Thursday, April 8, 2010

Democracy In Iraq--BOOM!

Was it five car bombs—or was it seven—that went off in Baghdad the other day? I guess it depends on whether you count in Arabic or English. The locals say one thing; what’s left of the American military presence says the other.
We sponsored an election. It was apparently a reasonably fair election; it was also a dreadfully close election. We take close elections to the Supreme Court or the loser simply quits and lets the other guy have it. In simpler societies, recounts can get bloody.
So far, just in April, 100 Iraqi’s have died in the process. This comes just as we are preparing to cut the 96,000 GIs remaining in Iraq down to under 50,000. That should be completed by September; everybody is scheduled to leave by next year.
Why does this remind me of 1921?
What happened then, you ask. Read on—and see if it sounds familiar. There was a once a province of the brutal Turkish Empire that was maintained by force of arms, not by democratic mandate or agreement of the mutually hostile tribal and religious groups.
The Turkish Empire went away in a cloud of gun smoke back in 1918 and the British decided to take this province over. Mesopotamia, as it was then called, had NEVER been a unified country. Already by the end of World War I, people were beginning to sense just how much oil this piece of earth contained. Britain was quite willing to take on that burden.
Britain, however, was short on cash, and there was not a lot of political sentiment back in England for another foreign war—even for oil. In fact there was none. World War I had left England broke and sick of war—she wanted her boys home.
So young Winston Churchill, who was Colonial Secretary in 1921, held a meeting in Cairo where he came up with what seemed like a brilliant idea—to him. He would 1) combine three hostile tribal areas in Mesopotamia—that of the Kurds, the Shiites and the Sunni’s into one brand new country, called Iraq.
Two, he installed one of the characters out of “Lawrence of Arabia” as king—thus creating a unified national government. (This chap, by the way was from Arabia and had already been tossed out of Syria for trying to make himself king there.) Then, 3) Churchill decided to create an Iraqi national army under this new government so that the British troops could go home.
Cheaper, fewer British casualties, instead of three areas to pacify—one nation state with its own army. Absolutely brilliant plan. Rather like the plan Churchill had as a boy when he sought to gain entrance to a “haunted house” by blowing up a home-made bomb in the outside well. He blew himself high in the air and never found the “secret passage” into the house.
His plan for Iraq didn’t work either. The three Mesopotamian tribes went right on hating each other. The new government was powerless to stop them from killing each other. Without sufficient British troops on the ground to pacify things, everything just go worse.

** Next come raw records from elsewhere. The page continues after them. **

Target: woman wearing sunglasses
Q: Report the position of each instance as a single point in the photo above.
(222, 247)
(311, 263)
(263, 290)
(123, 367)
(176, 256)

In 1930, Britain quit and went home. They left Iraq to its new king (whose entire family was finally wiped out in 1958—by a group that included Saddam Hussein). Churchill’s grand design exists today only in the name on the map—where the three groups that still hate each other live to this day.
Now it’s America’s turn to try to create a nation state out of these three groups. (Like the British, we’ve already given up on the oil.) Like the British we are only too willing to pull our own troops out and leave the mess to the Iraqi national army.
One can almost see Mr. Churchill, sitting on a back bench in heaven, shaking his head as he looks down and murmurs, “Good luck”.